How we designed a framework for our aspirations

Every company defines its goals within its context and capacity. Setting goals gives your company purpose, particularly if you have recently embraced remote working. And to meet the goals, having the right guidance helps.

A few years ago, we created a framework to define our goals based on our core values as a product organization. We call this framework ‘Aspirations,’ which we employ to craft aspiring goals while staying true to our values—such as being a customer champion, creating a happy work environment, and practising craftmanship.

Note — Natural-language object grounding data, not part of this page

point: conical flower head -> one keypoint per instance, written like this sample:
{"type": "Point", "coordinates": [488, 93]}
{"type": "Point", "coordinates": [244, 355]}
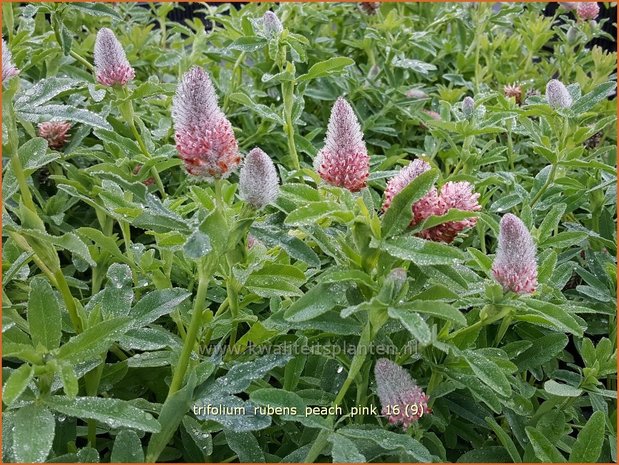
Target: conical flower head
{"type": "Point", "coordinates": [344, 160]}
{"type": "Point", "coordinates": [514, 265]}
{"type": "Point", "coordinates": [8, 68]}
{"type": "Point", "coordinates": [557, 94]}
{"type": "Point", "coordinates": [111, 65]}
{"type": "Point", "coordinates": [272, 25]}
{"type": "Point", "coordinates": [458, 195]}
{"type": "Point", "coordinates": [587, 10]}
{"type": "Point", "coordinates": [402, 401]}
{"type": "Point", "coordinates": [258, 181]}
{"type": "Point", "coordinates": [204, 137]}
{"type": "Point", "coordinates": [55, 133]}
{"type": "Point", "coordinates": [468, 106]}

A framework for setting goals
A framework for setting goals

Transparency

As a company, we pledge to provide a transparent view of our progress against the goals—and we stay true to it. We present our key performance indicators, or KPIs, to our stakeholders and teams so they can see how we are doing and we as a company can embrace what we need to get better at.

Context

The problems that we solve are based on a certain context, and the constraints of each team are unique. We respect that, and we help the stakeholders and the teams understand the context of the domain and the constraints within which we operate. This gives us an opportunity to understand the context and gain meaningful insights.

Collaboration

Collaboration can get really chaotic as teams scale. But it’s important to collaborate effectively to align the teams together for bigger goals. Be it looking for different ways of working or attempting to solve a technical problem together as a team, collaboration matters. When we collaborate—not only within a team but across teams—we will be able to achieve more than expected.

Platform orientation

One of our key goals as a product company is to ‘Innovate at scale’. To enable that we need multiple teams coming together. We have platform teams to build technology services that can be consumed by products. We are able to accelerate our journey while delivering great product experience without having to build things within each product separately. This is an area where we align ourselves to the platforms in order to collaborate and resolve dependencies and play as one team.

We have monthly ‘cadence’ meetings wherein teams talk about their progress. With pride we showcase the things that we built and the lessons that we learned—and we generally come together to celebrate as a team.

While we were experimenting with ‘Aspirations’ initially, we started with a focused set of people including functional leads and technical architects. Then we opened it to whole teams so each and every member, irrespective of their roles, could participate.

We usually keep it dynamic and spirited to keep the energy levels across teams high. Here are some of the things we discuss:

Business overview

  1. Revenue goals and our progress (current annual recurring revenue, forecasted ARR, trends in ARR, and monthly recurring revenue)
  2. Business metrics such as average revenue per user, and customer acquisition cost:lifetime value ratio
  3. Net promoter score, user engagement, and churn metrics

Roadmap and vision

This is to set the context for ‘why’ and ‘what’ we are building and to inspire teams to reach their goals.

Look-back

  1. Top accomplishments/features delivered in the previous quarter
  2. Top challenges faced in the previous quarter
  3. Retrospective items across teams

Key performance indicators

  1. Predictability percentage
  2. Product velocity
  3. Innovation epics
  4. L2 statistics, such as tickets that need assistance from product development teams
  5. Adherence to service level agreements for performance/security incidents
  6. Squad health check (overall)

Product demos

Learnings/failed experiments

The purpose of this is to:

  • Promote the culture of ‘fail fast,’ and learn from it; and
  • Share the lessons across teams to enable them to learn from each other.

Appreciations

This space is to make teams proud of their accomplishments/contributions and to motivate the employees and recognize their efforts. ‘Culture Cards’ are given to employees who exhibit values as per the Freshworks culture code.

In summary, here are some of the key reasons why ‘Aspirations’ has worked for us since we started it more than two years ago:

  1. Teams are able to see the ‘Big Picture,’ which gives them purpose;
  2. Teams collaborate across the board to stay updated on what their colleagues are working on;
  3. Though we have multiple squads working across different modules, we all come together as one team and celebrate our milestones;
  4. Teams get motivated to understand the importance of their contributions and get recognized for them;
  5. Teams showcase what they have built with pride and talk about failed experiments— with even more pride, confident that they will learn from their failures.